Microsoft SQL Server Analysis Services (SSAS) offers online analytical processing (OLAP) and data mining capabilities, enabling business users to make sense of the data stored across their data warehouses, lakes, and lakehouses. It enables organizations to pull data from across the organization, analyze it, then make data-driven business decisions.
Why Do Businesses Use SSAS?
The average business has massive data stores spread across the entire organization. So when it comes time to use this data for making business decisions, how do companies parse through it all?
SQL Server Analysis Services (SSAS) is one of the technologies that seeks to solve this issue. It gets deployed as a database, then populated with data from all corners of the business. Then, users can display this compiled data in a visualization tool of some kind. For many organizations, these semantic data models are invaluable for reporting services and data analysis. Plus, they can integrate with a variety of client applications.
What is SQL Server Analysis Services Used For?

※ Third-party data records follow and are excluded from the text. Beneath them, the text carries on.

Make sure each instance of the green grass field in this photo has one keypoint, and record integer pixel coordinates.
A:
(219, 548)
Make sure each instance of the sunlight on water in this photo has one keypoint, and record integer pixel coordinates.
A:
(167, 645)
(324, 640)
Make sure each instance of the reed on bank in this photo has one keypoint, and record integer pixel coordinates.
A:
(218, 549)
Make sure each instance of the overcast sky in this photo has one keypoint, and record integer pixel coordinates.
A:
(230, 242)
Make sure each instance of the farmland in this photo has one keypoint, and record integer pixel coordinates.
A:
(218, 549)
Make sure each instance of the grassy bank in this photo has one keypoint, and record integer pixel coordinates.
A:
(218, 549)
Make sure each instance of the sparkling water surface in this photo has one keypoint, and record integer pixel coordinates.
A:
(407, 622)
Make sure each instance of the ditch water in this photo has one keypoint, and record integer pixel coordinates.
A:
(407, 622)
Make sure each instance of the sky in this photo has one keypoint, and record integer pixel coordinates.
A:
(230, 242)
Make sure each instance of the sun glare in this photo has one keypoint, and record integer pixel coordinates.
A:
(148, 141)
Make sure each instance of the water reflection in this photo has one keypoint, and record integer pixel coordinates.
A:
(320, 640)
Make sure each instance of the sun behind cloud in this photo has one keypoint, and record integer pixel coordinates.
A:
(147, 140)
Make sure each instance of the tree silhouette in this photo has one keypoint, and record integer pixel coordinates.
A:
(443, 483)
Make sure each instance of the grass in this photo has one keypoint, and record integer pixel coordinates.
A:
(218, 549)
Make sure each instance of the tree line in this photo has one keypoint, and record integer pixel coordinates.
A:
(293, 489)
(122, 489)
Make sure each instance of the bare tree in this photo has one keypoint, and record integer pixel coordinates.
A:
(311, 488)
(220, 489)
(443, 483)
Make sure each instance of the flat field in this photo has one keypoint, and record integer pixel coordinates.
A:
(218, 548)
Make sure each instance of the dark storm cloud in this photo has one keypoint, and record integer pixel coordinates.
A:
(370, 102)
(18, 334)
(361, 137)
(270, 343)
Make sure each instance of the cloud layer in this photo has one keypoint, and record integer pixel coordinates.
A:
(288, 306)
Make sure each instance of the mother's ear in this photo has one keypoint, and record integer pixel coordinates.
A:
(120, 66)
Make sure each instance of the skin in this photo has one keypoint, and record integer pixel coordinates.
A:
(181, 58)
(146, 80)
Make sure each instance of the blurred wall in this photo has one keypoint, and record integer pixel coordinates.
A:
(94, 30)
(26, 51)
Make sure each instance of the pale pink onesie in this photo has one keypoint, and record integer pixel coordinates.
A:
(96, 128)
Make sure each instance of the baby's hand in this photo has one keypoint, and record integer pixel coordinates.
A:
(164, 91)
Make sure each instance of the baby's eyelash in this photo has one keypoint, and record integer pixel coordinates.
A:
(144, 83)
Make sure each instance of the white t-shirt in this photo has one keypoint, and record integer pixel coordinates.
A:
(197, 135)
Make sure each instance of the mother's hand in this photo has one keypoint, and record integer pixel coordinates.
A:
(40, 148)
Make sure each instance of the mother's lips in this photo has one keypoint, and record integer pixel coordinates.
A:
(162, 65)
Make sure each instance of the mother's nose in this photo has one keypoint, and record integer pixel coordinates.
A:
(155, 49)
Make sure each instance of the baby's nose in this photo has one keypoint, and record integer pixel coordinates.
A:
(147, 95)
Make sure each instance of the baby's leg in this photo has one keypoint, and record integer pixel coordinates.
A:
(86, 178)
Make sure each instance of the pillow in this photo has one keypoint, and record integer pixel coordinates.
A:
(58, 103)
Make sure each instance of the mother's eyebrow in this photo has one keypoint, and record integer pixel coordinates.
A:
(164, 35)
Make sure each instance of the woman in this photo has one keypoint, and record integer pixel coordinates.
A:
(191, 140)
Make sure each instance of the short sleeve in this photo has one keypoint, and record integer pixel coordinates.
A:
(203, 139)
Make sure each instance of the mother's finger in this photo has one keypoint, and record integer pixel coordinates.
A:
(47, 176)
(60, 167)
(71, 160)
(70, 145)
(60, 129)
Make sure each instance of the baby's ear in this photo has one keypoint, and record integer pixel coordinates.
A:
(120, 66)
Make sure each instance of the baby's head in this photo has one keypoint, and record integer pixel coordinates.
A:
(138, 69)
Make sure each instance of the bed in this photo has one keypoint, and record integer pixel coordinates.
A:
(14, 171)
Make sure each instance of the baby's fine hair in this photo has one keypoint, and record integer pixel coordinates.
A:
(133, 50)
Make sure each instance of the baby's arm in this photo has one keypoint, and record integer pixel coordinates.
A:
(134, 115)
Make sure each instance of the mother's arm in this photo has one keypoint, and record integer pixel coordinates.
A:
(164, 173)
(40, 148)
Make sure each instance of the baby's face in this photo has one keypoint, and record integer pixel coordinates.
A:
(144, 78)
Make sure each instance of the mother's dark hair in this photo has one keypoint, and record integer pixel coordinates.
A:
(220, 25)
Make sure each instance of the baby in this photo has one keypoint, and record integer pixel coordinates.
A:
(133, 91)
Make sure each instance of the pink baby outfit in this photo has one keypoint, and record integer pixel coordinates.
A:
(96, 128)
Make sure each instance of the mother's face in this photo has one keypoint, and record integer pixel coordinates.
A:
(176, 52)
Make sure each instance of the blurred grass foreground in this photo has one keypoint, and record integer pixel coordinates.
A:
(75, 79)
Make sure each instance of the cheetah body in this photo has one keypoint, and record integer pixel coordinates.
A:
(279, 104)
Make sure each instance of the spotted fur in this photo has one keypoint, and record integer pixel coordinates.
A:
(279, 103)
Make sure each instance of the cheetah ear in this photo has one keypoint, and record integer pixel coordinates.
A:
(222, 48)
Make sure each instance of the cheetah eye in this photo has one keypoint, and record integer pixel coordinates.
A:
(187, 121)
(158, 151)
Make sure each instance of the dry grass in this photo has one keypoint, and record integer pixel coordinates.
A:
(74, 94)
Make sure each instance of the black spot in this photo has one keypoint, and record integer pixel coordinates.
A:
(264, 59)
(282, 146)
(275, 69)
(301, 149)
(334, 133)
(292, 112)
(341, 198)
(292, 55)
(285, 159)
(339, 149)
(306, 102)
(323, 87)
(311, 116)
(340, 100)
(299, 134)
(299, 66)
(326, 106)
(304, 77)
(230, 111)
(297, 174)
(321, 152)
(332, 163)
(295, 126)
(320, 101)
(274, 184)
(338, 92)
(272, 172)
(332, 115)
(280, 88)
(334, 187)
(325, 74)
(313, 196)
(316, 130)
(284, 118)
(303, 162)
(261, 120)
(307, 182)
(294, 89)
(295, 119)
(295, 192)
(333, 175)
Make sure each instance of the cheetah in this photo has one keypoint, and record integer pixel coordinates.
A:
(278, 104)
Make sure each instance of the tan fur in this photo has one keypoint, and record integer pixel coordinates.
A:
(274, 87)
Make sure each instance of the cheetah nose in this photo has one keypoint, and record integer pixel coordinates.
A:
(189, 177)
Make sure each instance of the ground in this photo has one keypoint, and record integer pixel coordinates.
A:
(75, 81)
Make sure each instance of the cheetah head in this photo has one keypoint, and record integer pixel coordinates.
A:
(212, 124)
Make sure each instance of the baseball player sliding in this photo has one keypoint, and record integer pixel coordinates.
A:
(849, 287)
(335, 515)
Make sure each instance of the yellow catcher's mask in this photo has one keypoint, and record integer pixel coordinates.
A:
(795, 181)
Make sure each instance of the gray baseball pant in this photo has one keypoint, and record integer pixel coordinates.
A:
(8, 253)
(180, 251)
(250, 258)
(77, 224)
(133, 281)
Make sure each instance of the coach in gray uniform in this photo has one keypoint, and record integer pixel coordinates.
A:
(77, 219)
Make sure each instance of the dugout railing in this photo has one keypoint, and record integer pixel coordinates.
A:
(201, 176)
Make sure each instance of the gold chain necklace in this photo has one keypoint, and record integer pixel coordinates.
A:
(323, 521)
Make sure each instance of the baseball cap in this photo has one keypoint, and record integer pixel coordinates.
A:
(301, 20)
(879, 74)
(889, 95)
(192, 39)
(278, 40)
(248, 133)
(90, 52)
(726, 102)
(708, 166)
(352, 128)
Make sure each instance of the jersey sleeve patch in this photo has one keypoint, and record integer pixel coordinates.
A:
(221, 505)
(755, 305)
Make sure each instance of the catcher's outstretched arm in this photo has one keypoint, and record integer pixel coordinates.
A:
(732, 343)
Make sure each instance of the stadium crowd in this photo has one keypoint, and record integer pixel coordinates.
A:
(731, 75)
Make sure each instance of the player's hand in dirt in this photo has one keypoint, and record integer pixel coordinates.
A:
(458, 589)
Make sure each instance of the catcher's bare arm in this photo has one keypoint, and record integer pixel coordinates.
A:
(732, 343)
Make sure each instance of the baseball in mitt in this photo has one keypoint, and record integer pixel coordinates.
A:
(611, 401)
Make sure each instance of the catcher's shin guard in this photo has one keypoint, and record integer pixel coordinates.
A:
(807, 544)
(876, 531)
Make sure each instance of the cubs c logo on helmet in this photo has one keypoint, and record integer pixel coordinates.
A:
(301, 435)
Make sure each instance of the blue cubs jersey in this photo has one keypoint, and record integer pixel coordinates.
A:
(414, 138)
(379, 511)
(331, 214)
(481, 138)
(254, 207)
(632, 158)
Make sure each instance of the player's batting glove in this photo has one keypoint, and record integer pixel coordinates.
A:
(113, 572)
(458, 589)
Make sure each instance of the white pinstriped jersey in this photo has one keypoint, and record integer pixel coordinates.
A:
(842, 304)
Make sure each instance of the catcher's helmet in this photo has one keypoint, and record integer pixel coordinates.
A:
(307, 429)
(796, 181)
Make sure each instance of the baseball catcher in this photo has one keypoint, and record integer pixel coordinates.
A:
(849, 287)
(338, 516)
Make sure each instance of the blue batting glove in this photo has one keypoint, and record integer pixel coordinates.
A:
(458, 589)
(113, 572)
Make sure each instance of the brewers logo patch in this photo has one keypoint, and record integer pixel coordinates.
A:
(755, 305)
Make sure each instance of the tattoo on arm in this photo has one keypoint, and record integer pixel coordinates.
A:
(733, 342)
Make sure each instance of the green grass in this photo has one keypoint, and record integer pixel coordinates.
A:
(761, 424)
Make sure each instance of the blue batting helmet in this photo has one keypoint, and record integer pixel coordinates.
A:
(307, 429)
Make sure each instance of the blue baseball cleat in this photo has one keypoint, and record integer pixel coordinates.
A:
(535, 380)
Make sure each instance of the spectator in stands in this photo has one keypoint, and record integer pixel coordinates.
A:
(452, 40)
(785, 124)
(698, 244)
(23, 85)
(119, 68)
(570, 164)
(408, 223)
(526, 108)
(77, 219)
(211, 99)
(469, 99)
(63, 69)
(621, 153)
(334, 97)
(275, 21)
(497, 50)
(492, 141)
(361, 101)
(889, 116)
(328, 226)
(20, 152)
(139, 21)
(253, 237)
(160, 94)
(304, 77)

SSAS came out of a need for processing massive amounts of data. At its release in the 1990s, this technology was a game changer for organizations.
Before SSAS, there were only two-dimensional options for processing data. Data pros had to manually parse through columns and rows to draw conclusions. Plus, they had to know SQL to search through databases in this way.
Instead, SSAS empowers teams to ask specific questions of their data and get faster answers. Its drill-down and drag-and-drop features enable teams to discover powerful insights without requiring knowledge of SQL.
SQL Server Analysis Services uses three OLAP conventions to display data:
- Dimension – A categorical grouping that enables users to view specific breakdowns of non-numerical data (Date, Location, Product, etc.).
- Measure – A categorical grouping allowing users to see numerical data points breakdowns (Time, Quantity, etc.).
- Cube – A data store made up of a particular combination of dimensions and measures.
What are the two types of SSAS?
Users can view SSAS data output in two different ways: multidimensional or tabular. Businesses decide which type of SSAS to use based on the size of their data stores and the expertise of their teams.
Multidimensional SSAS is highly scalable and robust, making it fit for processing massive amounts of data. It displays data directly as the three OLAP constructs (dimensions, measures, and cubes). Because of this, it’s sometimes known as OLAP SSAS.
But multidimensional models are so computationally heavy that they can sometimes be challenging to use. It’s also common to see multidimensional models create enormous cubes that exceed server memory. For these reasons, many organizations are fazing out multidimensional SSAS.
Tabular models inherit metadata from those same OLAP constructs but display them in relational constructs (model, tables, columns). They are more lightweight than multidimensional and much easier to use.
But tabular models have limited functionality when compared to multidimensional SSAS. For example, they can’t support a role-playing relationship (associating multiple data keys with a single dimension).
Advantages and Disadvantages of SSAS
SSAS has a lot of advantages over older methods of processing data.. These benefits include:
- Automated analytics processing. SSAS can automatically process and parse data rather than relying on manual analysis to draw conclusions.
- Flexible breakdowns. Thanks to the OLAP cube structure, users can slice and dice their data as needed.
- Compatibility with other tools. SSAS works alongside other data visualization and BI tools such as Excel, Power BI, etc.
- Smaller learning curve. With the option to use tabular or multidimensional modeling, users don’t need as much specialized expertise as older relational databases required.
While advantageous in many ways, SQL Server Analysis Services also has some limitations in today’s world ruled by big data, such as:
- Computationally-heavy processes. Rather than pulling data as needed, SSAS must parse through all your data. This process ends up taking tons of time and resources.
- Cube limitations. Since building out a cube involves moving and re-organizing data, it can take hours, or even days, to create a large cube — which a modern-day business often requires.
- Limited number of dimensions. Today’s businesses require complex data processing, with several dimensions and measures in play. Once you add lots of dimensions into the mix, SSAS slows down substantially.
- On-premise storage. Rather than working in the cloud, SSAS uses single-server architecture. As with other on-prem tools, this means that whenever you run out of space, your team must add on more hardware. This process gets very pricey, very fast.
- Inability to support several users at once. While SSAS supports a handful of concurrent users, it can’t support enough users to enable data access for the entire organization (aka data democratization).
AtScale’s Alternative to SSAS
Rather than using cubes to store data, AtScale uses a universal semantic layer to make raw data business-ready. It’s a modernized approach to data analytics — all the benefits of OLAP without the drawbacks.
A universal semantic layer is much faster and less computationally heavy because data doesn’t need to get physically moved (as with SSAS cubes). Instead, AtScale generates queries against source data in real-time as users request it. We use pre-defined metrics to streamline this process.
The results: centralized data assets and flexible query access to users across the organization without the slowdowns and high consumption of SSAS.